平成28年10月、岩手国体で当時高校生の田中選手㊥に震災後の支援とメッセージに対する感謝を伝える鈴木さん㊧=北上市

 平成28年に本県で開かれた岩手国体では、高校2年生に成長していた田中選手が少年女子3000㍍の兵庫県代表として出場。審判員を務めていた鈴木さんは約5年越しに「あの時はありがとう」と感謝の言葉を伝え、支援のお礼に田中選手の名前を刺しゅうしたタオルをプレゼントした。

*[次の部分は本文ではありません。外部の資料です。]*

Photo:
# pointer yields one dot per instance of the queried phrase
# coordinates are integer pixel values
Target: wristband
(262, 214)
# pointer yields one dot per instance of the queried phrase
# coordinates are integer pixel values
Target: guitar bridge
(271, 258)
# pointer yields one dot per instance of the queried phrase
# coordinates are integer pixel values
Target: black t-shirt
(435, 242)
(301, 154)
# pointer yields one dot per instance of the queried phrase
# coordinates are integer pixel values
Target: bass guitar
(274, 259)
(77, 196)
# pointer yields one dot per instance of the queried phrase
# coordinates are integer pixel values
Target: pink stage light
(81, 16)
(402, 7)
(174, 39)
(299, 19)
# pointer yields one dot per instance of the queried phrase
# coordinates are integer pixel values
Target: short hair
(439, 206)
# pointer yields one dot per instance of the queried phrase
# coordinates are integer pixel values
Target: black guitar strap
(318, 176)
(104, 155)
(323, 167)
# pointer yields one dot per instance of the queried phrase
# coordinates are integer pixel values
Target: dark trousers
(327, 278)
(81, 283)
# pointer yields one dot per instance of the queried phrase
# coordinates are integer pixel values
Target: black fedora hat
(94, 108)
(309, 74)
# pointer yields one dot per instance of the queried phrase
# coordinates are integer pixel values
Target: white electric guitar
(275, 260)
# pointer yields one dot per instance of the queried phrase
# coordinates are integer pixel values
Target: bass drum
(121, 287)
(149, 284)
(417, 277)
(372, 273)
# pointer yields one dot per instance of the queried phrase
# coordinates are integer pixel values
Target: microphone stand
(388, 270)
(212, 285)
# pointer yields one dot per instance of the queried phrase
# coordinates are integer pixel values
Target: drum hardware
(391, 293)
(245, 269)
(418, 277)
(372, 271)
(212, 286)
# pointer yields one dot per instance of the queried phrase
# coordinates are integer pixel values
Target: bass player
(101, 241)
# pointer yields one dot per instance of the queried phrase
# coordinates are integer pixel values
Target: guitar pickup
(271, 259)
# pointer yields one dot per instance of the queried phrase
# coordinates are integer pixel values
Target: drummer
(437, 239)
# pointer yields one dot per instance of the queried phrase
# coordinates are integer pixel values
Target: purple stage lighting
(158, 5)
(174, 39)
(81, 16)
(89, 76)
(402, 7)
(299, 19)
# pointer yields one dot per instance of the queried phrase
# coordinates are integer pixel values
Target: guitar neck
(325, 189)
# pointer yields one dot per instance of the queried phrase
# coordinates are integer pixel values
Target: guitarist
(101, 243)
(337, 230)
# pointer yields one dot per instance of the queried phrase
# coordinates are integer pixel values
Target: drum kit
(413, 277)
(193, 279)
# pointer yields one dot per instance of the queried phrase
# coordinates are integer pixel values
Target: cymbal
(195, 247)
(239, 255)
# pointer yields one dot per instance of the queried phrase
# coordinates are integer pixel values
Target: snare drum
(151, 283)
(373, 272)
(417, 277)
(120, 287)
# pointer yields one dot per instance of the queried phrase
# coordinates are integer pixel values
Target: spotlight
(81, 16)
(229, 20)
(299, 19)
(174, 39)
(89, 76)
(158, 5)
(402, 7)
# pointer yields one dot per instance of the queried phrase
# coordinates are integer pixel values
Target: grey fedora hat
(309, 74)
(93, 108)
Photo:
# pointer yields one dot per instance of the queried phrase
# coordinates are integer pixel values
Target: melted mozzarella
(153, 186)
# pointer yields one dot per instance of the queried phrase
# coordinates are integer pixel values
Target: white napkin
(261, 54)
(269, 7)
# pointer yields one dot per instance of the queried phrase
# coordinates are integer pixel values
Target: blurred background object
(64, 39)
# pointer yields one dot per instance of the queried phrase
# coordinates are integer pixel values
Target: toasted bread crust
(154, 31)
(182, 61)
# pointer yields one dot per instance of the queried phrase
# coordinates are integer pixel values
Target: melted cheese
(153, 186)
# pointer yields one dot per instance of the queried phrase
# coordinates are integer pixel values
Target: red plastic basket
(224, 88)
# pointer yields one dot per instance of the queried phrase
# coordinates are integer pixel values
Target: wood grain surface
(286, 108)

 田中選手親子からの激励も糧に震災後も立ち上がった大船渡ACは、現在も約30人の男女が県内外の大会に参加し、あっぴリレーマラソン優勝を重ねるなど活躍を続けている。
 鈴木さんは支援を受けた縁を深め、田中選手の大会前後などに母・千洋さんと頻繁にメールで田中選手の激励や、応援に対する感謝のメッセージのやり取りを続けている。鈴木さんは「10年たっても大船渡に思いを持ち、寄り添ってくれている」と人とのつながりや感謝を大切にする田中選手親子の姿勢に尊敬のまなざしを向ける。
 五輪で入賞を成し遂げた田中選手の快挙を画面越しに拍手でたたえた鈴木さん。「あの時応援してくれた子がこんなに成長して立派になり、感動している。ずっとつながりを持ち続け、いつか大船渡に来てもらい、スポーツの力で大船渡や子どもたちを元気にしてほしい」と願っている。